Key Findings and Recommendations
Business Insights
Recommendations — recommendations — Business insights and next steps
Company: Analytics Corp
Objective: Analyze feature relationships using elastic net regularization
Recommendations
Based on the data profile provided, here are actionable business recommendations for Analytics Corp:
Focus on Important Features (x1, x3, x4):
Conduct Detailed Analysis on x1, x3, and x4:
Fine-Tune Models with Elastic Net Regularization:
Implement Recommendations from the Model:
Monitor and Iteratively Improve:
Consider Collaboration and Cross-functional Insights:
By following these recommendations, Analytics Corp can leverage the insights gained from the analysis of key features and the model to drive strategic decisions, optimize business processes, and enhance overall business performance.
Recommendations
Based on the data profile provided, here are actionable business recommendations for Analytics Corp:
Focus on Important Features (x1, x3, x4):
Conduct Detailed Analysis on x1, x3, and x4:
Fine-Tune Models with Elastic Net Regularization:
Implement Recommendations from the Model:
Monitor and Iteratively Improve:
Consider Collaboration and Cross-functional Insights:
By following these recommendations, Analytics Corp can leverage the insights gained from the analysis of key features and the model to drive strategic decisions, optimize business processes, and enhance overall business performance.
Analysis: y
Executive Summary — overview — High-level results and key findings from elastic net regression
Company: Analytics Corp
Objective: Analyze feature relationships using elastic net regularization
Target: y
| metric | value |
|---|---|
| R-squared | 0.529 |
| RMSE | 2.119 |
| MAE | 1.672 |
| Features Selected | 4.000 |
Executive Summary
Based on the executive summary of the elastic net regression analysis by Analytics Corp, here are some key insights focusing on the feature selection capability of elastic net and its potential business impact:
Feature Selection Capability:
Model Performance:
Business Impact:
In summary, the elastic net regularization technique employed by Analytics Corp successfully selected 4 key features out of 12, leading to a model with decent predictive performance.
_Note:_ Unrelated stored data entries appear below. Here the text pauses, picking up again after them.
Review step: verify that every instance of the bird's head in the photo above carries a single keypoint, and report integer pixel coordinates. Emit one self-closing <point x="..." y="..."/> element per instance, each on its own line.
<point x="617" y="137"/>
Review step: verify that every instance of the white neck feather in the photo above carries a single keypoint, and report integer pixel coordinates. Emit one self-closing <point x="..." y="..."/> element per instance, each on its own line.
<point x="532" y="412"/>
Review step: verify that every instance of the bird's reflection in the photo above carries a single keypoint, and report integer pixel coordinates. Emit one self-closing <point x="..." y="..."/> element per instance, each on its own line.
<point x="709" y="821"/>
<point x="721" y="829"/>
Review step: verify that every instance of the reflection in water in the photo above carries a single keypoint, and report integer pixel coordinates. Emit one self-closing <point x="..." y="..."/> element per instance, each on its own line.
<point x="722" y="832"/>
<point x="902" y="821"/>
Leveraging these insights can help the company make informed decisions and drive business value based on the identified feature relationships.
Executive Summary
Based on the executive summary of the elastic net regression analysis by Analytics Corp, here are some key insights focusing on the feature selection capability of elastic net and its potential business impact:
Feature Selection Capability:
Model Performance:
Business Impact:
In summary, the elastic net regularization technique employed by Analytics Corp successfully selected 4 key features out of 12, leading to a model with decent predictive performance. Leveraging these insights can help the company make informed decisions and drive business value based on the identified feature relationships.
Analysis: y
Technical Summary — Detailed technical metrics for data scientists
Target: y
| Metric | Value |
|---|---|
| R-squared | 0.529 |
| RMSE | 2.119 |
| MAE | 1.672 |
| MSE | 4.491 |
| Observations | 100.000 |
| Features (total) | 12.000 |
| Features (selected) | 4.000 |
Technical Summary
yModel Performance:
y), as indicated by the R-squared value.Feature Selection:
Elastic Net Regularization:
Further Analysis:
Overall, the data provides a strong foundation for predictive modeling with notable model performance metrics and effective feature selection through Elastic Net regularization. Fine-tuning the regularization parameters could optimize the model further.
Technical Summary
yModel Performance:
y), as indicated by the R-squared value.Feature Selection:
Elastic Net Regularization:
Further Analysis:
Overall, the data provides a strong foundation for predictive modeling with notable model performance metrics and effective feature selection through Elastic Net regularization. Fine-tuning the regularization parameters could optimize the model further.